Underlying File System Options

If mount the disks as noatime, then the file access times aren't written back; this speeds up reads. There is also relatime, which stores some access time information, but is not as slow as the classic atime attribute. Remember that any access time information kept by Hadoop is independent of the atime attribute of individual blocks, so Hadoop does not care what your settings are here. If you are mounting disks purely for Hadoop, use noatime.

Formatting and tuning options are important. Using tunefs to set the reserve to zero percent can save you over 25 GigaBytes on a 1 TeraByte disk. Also the underlying file system is going to have many large files, you can get more space by lowering the number of inodes at format time.

Ext3

Yahoo! has publicly stated they use ext3. Regardless of the merits of the filesystem, that means that HDFS-on-ext3 has been publicly tested at a bigger scale than any other underlying filesystem that we know of.

XFS

From Bryan on the core-user list on 19 May 2009:

We use XFS for our data drives, and we've had somewhat mixed results. One of the biggest pros is that XFS has more free space than ext3, even with the reserved space settings turned all the way to 0. Another is that you can format a 1TB drive as XFS in about 0 seconds, versus minutes for ext3. This makes it really fast to kickstart our worker nodes.

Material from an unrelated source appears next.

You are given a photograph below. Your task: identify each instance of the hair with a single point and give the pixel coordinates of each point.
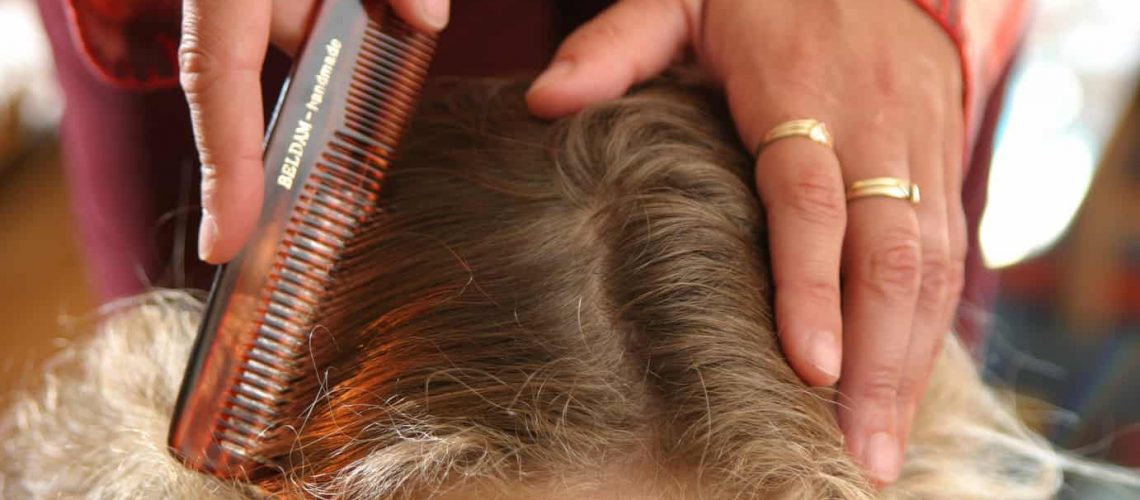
(569, 309)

We have seen some weird stuff happen though when machines run out of memory, apparently because the XFS driver does something odd with kernel memory. When this happens, we end up having to do some fscking before we can get that node back online.

As far as outright performance, I actually *did* do some tests of xfs vs ext3 performance on our cluster. If you just look at a single machine's local disk speed, you can write and read noticeably faster when using XFS instead of ext3. However, the reality is that this extra disk performance won't have much of an effect on your overall job completion performance, since you will find yourself network bottlenecked well in advance of even ext3's performance.

The long and short of it is that we use XFS to speed up our new machine deployment, and that's it.

Ext4

The Ext4 Linux filesystem has delayed allocation of data which makes it handle unplanned server shutdowns/power outages less well than classic ext3. Consider turning off the delalloc option in /etc/fstab unless you trust your UPS.